Sacrificing our mountains and wildlife is no longer, if it ever was, the price we must pay for progress. That’s not a world we have to live in anymore. Nor is it the future our children deserve.
Our Solution
Faced with strong grassroots opposition, the administration reversed course in one place: Livingston, MT. Just this spring, after public uproar, Ryan Zinke agreed to remove one parcel in Livingston from auction for further review. The reversal left other Montana communities, leaders and citizens wondering: If Livingston’s public lands are too precious to risk for the sake of oil and gas, why not ours? How can we keep more drilling and fracking from spoiling our mountains and harming our wildlife?
Public and political opposition may have won a reprieve for Livingston. They can do the same for other Montana communities.
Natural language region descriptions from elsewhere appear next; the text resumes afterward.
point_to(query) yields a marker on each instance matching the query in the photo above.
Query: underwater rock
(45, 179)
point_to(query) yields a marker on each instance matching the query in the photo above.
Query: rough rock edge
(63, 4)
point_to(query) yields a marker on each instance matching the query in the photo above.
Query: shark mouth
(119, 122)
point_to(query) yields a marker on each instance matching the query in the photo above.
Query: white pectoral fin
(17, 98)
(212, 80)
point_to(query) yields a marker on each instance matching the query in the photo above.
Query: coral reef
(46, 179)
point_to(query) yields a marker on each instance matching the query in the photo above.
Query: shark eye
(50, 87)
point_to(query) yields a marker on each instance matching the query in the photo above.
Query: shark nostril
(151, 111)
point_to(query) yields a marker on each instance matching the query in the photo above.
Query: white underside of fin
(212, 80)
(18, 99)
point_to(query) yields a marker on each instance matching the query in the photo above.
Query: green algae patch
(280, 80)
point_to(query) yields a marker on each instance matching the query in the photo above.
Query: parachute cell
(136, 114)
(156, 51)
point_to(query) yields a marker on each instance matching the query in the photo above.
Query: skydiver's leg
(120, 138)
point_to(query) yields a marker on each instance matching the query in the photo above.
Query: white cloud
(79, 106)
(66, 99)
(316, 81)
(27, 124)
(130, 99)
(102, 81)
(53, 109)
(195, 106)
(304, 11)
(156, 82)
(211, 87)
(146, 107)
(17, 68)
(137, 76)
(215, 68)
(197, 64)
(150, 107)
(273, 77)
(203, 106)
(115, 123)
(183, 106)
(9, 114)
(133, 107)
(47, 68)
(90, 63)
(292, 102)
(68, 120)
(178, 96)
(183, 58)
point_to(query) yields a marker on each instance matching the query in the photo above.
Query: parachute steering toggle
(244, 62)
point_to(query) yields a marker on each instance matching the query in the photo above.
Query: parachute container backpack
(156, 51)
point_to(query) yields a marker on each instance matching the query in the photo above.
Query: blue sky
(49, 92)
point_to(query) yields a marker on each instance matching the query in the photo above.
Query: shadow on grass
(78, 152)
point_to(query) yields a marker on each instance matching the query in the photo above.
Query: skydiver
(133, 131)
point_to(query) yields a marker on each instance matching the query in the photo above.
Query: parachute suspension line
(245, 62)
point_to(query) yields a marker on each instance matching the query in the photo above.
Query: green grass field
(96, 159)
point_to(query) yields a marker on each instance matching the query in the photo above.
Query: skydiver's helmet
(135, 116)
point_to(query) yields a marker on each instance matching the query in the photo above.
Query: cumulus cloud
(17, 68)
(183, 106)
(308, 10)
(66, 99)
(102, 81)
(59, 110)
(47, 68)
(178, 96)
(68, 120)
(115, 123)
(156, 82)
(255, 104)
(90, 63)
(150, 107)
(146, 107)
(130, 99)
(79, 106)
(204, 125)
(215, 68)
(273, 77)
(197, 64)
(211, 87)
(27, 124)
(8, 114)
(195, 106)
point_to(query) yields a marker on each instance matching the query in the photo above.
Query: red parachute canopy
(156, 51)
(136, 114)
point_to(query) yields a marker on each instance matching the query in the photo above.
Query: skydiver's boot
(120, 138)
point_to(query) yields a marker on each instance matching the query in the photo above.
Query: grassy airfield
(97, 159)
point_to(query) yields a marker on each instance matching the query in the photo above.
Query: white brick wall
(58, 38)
That’s why we’re making the case against the administration’s actions and plans, and we’re alerting our supporters and public to newly proposed lease sales and mobilizing public participation during BLM and forest serevice comment periods.
In the long run, we need to win enough hearts and minds to our point of view so that even daring to allow lease sales in the High Divide would be a career-ending move for any elected official.
Right now, litigation has bought us some time. Both the spring lease sales and future fall sales are currently being challenged in court. While that litigation plays out, we have an opportunity to build our ground game into an unstoppable force to Hold Our Ground.